Here is a simple chart that exposes an ugly truth. The chart shows Treasury’s projections for change in two figures over the next few years. One is real GDP growth per capita; the average per person stake in our economy. The other is real wage changes, which I calculated by subtracting the CPI inflation rate from the nominal change in wages.1

The chart shows that the next three years will see real growth in the economy overall far outstripping growth in real wages. While there is modest redress for wage earners in the following two years, it is not enough to undo the harm. Across the whole forecast period, real GDP per capita is slated to grow by 8.5%, while real wages grow by only 5.8%.

What does this imply about the nature of our economy?

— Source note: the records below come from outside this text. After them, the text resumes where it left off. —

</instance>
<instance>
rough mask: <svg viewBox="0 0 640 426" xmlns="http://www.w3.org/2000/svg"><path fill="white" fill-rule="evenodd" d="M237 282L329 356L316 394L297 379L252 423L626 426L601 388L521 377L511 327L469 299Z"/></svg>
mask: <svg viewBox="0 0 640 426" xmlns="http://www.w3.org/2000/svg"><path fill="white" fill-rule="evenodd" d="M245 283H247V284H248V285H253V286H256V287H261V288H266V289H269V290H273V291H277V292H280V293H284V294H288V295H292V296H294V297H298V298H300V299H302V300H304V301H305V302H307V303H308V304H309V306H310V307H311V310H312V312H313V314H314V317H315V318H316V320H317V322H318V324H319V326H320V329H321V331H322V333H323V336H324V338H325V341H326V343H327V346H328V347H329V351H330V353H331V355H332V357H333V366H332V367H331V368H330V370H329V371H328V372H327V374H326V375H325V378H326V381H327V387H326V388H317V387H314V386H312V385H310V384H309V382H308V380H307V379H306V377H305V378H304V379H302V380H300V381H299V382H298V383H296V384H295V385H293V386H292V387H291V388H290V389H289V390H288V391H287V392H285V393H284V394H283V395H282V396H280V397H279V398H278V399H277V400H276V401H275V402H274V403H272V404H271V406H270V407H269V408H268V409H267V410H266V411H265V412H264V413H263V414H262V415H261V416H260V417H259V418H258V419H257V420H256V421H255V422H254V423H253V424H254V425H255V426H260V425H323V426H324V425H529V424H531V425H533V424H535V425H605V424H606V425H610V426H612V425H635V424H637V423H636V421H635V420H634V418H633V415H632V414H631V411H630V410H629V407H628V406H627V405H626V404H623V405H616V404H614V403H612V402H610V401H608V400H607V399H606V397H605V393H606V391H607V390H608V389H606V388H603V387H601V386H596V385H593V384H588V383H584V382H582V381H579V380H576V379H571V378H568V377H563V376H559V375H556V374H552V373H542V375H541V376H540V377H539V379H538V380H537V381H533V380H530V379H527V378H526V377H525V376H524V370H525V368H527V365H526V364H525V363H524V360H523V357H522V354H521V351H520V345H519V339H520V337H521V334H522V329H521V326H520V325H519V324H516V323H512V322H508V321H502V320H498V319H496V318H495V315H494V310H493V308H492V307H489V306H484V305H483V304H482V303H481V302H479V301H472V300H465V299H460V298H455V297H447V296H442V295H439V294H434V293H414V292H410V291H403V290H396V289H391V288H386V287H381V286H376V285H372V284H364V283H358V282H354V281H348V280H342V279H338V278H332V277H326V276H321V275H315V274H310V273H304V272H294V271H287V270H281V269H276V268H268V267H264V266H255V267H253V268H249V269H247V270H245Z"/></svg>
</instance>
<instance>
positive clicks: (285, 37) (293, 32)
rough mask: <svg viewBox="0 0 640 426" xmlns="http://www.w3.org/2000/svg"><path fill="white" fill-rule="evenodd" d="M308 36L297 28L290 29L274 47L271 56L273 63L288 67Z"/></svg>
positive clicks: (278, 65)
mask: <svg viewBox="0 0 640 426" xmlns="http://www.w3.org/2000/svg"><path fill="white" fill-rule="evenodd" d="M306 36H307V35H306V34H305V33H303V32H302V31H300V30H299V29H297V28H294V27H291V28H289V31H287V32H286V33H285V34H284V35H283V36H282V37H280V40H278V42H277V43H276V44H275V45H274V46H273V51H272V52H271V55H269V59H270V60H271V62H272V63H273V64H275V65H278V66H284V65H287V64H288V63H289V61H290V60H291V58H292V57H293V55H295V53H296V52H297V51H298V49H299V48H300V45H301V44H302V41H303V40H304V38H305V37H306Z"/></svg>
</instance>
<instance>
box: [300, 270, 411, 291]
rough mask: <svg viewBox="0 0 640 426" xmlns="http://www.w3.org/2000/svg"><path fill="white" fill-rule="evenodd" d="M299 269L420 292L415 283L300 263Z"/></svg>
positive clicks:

Two things jump out at me straight away:

If, per person, the economy is growing substantially faster than wages, it more or less implies that wages are falling as a proportion of our economy.2 Which isn’t consistent with the idea that the wealth is shared around during good times.
If the economy is growing faster than wages, it also implies that other ways of making money, such as – say – real return on capital investments, perform substantially better than both wage growth and overall GDP per capita growth. Gee, I wonder where I’ve heard someone suggesting that pattern can cause big structural problems, based around inequality…
Overall, these figures show how unbalanced our economic performance will be under National’s economic settings. There is growth, for sure, but if you earn a wage you won’t see anywhere near as much of it as if you hold capital. And, as I showed the other day, if you have a mortgage, you probably aren’t going to gain anything at all over the next five years, and are likely to go backwards instead.